04.12.13更新

大門山車の六玉川



 大門組の壇箱彫刻である『六玉川』について更に詳しく見ていくことにする.
六玉川は野田の玉川(宮城県)、調布の玉川(東京都)、井出の玉川(京都府)、 高野の玉川(和歌山県)、三島の玉川(大阪府)、野路の玉川(滋賀県)をいい、 これら六つの玉川は下記のようにそれぞれ地域ごとに歌に詠み込まれる風物が決まっている

  ・野田(千鳥)、調布(手作布)、井出(山吹)、高野(毒水)、三嶋(卯の花)、野路(萩)

詩歌や絵画では上記6ヶ所の玉川から1ヶ所を詠み、あるいは描くのだが当大門組の彫刻は正面・右側面・左側面の三面に6ヶ所の玉川が連続して彫られている.

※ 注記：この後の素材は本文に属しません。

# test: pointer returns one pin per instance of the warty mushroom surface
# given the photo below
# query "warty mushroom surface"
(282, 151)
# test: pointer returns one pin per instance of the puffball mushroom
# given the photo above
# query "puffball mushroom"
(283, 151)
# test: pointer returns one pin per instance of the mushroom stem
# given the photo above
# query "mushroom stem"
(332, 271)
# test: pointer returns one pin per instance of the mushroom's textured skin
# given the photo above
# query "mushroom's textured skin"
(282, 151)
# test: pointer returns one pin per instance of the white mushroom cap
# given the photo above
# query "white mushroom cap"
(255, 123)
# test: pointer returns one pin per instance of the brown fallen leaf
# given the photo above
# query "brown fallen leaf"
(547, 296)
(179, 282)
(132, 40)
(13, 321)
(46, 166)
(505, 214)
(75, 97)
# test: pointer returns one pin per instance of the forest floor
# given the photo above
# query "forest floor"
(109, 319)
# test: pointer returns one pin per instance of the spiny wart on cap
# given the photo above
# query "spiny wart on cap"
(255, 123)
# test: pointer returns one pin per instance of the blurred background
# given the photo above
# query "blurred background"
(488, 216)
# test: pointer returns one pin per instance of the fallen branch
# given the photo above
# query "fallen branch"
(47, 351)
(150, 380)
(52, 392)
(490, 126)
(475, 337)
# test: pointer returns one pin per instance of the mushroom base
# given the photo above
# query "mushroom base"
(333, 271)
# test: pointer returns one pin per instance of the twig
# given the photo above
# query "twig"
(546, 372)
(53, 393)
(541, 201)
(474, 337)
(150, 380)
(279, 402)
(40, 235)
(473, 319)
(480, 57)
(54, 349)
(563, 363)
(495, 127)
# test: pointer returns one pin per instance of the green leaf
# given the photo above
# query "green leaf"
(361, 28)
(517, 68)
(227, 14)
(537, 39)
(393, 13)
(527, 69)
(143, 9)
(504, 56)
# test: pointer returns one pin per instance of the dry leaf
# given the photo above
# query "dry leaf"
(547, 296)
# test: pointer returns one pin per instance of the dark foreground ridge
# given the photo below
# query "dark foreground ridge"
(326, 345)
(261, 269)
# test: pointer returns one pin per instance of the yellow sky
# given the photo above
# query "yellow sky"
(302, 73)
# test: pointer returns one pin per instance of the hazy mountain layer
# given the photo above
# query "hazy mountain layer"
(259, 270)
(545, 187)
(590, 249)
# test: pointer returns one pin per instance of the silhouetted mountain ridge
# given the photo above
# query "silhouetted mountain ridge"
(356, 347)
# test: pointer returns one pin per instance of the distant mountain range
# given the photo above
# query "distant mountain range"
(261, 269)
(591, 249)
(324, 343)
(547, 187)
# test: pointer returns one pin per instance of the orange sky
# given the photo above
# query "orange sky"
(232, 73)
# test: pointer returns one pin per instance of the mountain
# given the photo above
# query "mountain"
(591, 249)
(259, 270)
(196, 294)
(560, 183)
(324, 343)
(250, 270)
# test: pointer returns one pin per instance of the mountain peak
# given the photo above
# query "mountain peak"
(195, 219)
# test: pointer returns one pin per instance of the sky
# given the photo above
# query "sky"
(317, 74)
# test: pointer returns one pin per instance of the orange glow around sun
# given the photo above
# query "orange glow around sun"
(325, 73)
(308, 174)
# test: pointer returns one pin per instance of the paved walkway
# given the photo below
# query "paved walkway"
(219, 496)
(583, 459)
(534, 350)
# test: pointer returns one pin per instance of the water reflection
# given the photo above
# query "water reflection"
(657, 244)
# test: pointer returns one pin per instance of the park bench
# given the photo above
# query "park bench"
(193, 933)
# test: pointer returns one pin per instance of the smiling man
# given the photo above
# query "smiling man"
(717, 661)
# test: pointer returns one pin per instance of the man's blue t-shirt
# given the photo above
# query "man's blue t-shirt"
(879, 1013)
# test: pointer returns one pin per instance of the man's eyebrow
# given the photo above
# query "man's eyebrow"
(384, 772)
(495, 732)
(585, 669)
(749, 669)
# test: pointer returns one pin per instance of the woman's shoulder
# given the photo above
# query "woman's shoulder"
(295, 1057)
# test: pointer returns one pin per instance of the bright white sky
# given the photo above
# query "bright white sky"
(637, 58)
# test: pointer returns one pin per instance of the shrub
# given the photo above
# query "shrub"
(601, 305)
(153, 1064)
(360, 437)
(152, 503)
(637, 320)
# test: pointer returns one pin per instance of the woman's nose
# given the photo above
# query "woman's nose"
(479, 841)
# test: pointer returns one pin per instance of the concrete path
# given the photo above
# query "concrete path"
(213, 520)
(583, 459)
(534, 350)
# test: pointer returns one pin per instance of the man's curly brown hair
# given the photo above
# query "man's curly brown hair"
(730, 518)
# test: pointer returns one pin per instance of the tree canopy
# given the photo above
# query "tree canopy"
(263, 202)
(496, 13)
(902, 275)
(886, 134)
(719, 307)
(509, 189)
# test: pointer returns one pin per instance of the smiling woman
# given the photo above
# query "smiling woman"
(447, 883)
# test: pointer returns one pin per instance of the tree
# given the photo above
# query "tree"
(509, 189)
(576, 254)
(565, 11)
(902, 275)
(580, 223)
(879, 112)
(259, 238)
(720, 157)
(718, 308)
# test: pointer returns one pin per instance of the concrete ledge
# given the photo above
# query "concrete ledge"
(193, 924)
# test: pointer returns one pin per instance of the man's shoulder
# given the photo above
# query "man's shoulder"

この一連の彫刻から六つの玉川を特定し、参考のためその地の玉川で詠まれた和歌を添えてまとめてみた.

左側面 野田の玉川 夕されば 潮風こして みちのくの 野田の玉川 千鳥鳴くなり」(新古今集・能因法師)
陸奥の国(現在の宮城県)の野田の玉川は、多賀城市を流れる川で別名「千鳥の玉川」と呼ばれている.千鳥や潮風が多く詠まれ、浮世絵でも千鳥の群れが描かれる.
彫刻では千鳥の群れと流水、蛇石から野田の玉川とわかる.
右側面 調布の玉川 多摩川に さらす調布さらさらに 何そこの児の ここだ愛しき(万葉集・東歌)
武蔵の国、調布の玉川は山梨県を源流とする多摩川で、現在の東京都調布市あたりと思われる.律令時代にこの多摩川の流れで晒(さら)した布を調(特産物の物納)として納めたのが調布の地名の起こりという.
彫刻でも同様に川の流れで布を晒す女性の様子が彫られている.

正面右端 井出の玉川 駒とめて なお水かはむ 山吹の 花の露そふ 井出の玉川(新古今集・藤原俊成)
山城の国井手の里は桜と山吹の名所.現在の京都府南部の井手町で木津川に注ぐのがこの井手の玉川である.
彫刻では川の浅瀬を騎馬で渡る平安貴族とその従者が2名.その後ろに咲く花が山吹の花である.
正面左端 高野の玉川 わすれても 汲みやしつらむ旅人の 高野の奥の 玉川の水」(風雅集・伝弘法大師)
和歌山県の高野山奥の大師御廟付近を流れる川で、実は硫化水銀が採れる毒水だという.弘法大師がその水は毒水だから高野山上流の毒水には注意しなさいと旅人へ忠告した歌だという.
彫刻では、高野山をあらわす深山・滝が彫られている.
正面右 三島の玉川 松の風 音だに秋は 寂しきに 衣うつなり 玉川の里(千載集・源俊頼)
摂津国三嶋の玉川(大阪府高槻市)は卯の花が多く咲くことでも知られ、別名「砧(きぬた)の玉川」と呼ばれる.砧とは布を木づちで叩いて柔らかくするときに使う台のことで、衣(きぬ)をたたくことから砧(きぬた)という.
また卯の花の別名を「うつぎ」ともいい卯の花(うつぎ)→「布を打つ木」から砧を連想させる言葉遊びだろう.
彫刻では民家の庭で砧を使って布を打つ女性と、川の上に卯の花が見える.
またよく見ると民家の窓から子供らしく姿が見えるのは、治助重定の遊び心だろうか.
正面左 野路の玉川 明日も来む 野路の玉川 萩こえて 色なる波に 月宿りけり」(千載集・藤原俊成)
野路は近江の国(現在の滋賀県草津市)にあり、そこに湧く泉は旅人の喉を潤する名泉だったという.またこのあたり一面咲き誇る萩の名所だったことから萩の玉川ともいわれる.詩歌や浮世絵などでもこの萩と月がとりあげられる.
彫刻には萩の花と、川の上にかかる十五夜.そして月を愛でる平安貴族と従者が彫られている.
しかし、よく見ると貴族の向く方向と月の位置が合っていないのは何故だろうか.
挙母南町にある六玉川は治助重光の作だが、振り返るように月を見ている.またその月は三日月であるのが違う.